On this date in 1960 at the old Sullivan Street Theatre in NYC, the longest running musical in history began it's historic run. What an incredible show! What amazing songs! Songs like "Try to Remember" "Soon, It's Gonna Rain" and "It Depends on What You Pay" Schmidt and Jones wrote two other show3s that saw Broadway productions. One of course was "I Do, I Do!" starring the amazing Mary Martin and Robert Preston and the second was "110 Degrees In The Shade" which is now enjoying a revival on Broadway! The Fantasticks premiered with Jerry Orbach as El Gallo, Rita Gardner as Luisa, and Kenneth Nelson as Matt, among the cast members. The spare set and semicircular stage made the show very intimate and immediate for theatregoers. The play is highly stylized and combines aspects of old-fashioned '40s Broadway styles with a more modernist, "fantastical" style and is accompanied by a piano and harp. A mime character represents various set pieces and silent characters, such as the wall between the two houses, and one of the characters, the bandit El Gallo, also serves as a wry narrator.The show was produced on a very low budget. They spent $900 on the set and $541 on costumes at a time when major Broadway shows would spend $1-2 million on sets, props, and costumes. The original set designer, costumer, prop master, and lighting designer was Ed Wittstein, who performed all four jobs for a total of only $480 plus $24.48 a week. The set was similar to that for "Our Town"; Wittstein designed a raised stationary platform anchored by six poles. It resembled a traveling players wagon, like a pageant wagon. As for a curtain, he hung different small false curtains across the platform at various times during the play. He also made a sun/moon out of cardboard. One side was painted bright yellow (the sun) and the other was black with a cresent of white (the moon). The sun/moon was hung from a nail in one of poles and is referred to in the libretto.
The show was broadcast by the Hallmark Hall of Fame on October 18, 1964. The cast included John Davidson, Stanley Holloway, Bert Lahr, Ricardo Montalban, and Susan Watson who had appeared in the original Barnard College production. Others who appeared in the off-Broadway production throughout its long run are F. Murray Abraham, Keith Charles, Kristen Chenoweth, Bert Convy, Eileen Fulton, Lore Noto (the long-time producer), Dick Latessa, and Martin Vidnovic.
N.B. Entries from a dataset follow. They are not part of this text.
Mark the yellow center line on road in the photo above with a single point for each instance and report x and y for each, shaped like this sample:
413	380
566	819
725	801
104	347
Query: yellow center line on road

On July 24, 1996, the show reached its 15,000th performance, and the show closed on January 13, 2002 after a record-shattering 17,162 performances. It is the world's longest-running musical, and the longest-running, uninterrupted show of any kind in the United States
.An unsuccessful 1995 feature film version, directed by Michael Ritchie, starred Joel Grey, Barnard Hughes, Joe McIntyre, and Jean Louisa Kelly. I did enjoy the movie myself because I saw it as a new interpetation. Just as Rodgers and Hamerstein's movie versions of their stage plays were new interpetations. A beautiful day here! And good news! Tim has saved his house-- Praise God!. Our dear Father in Heaven does indeed answer our prayers.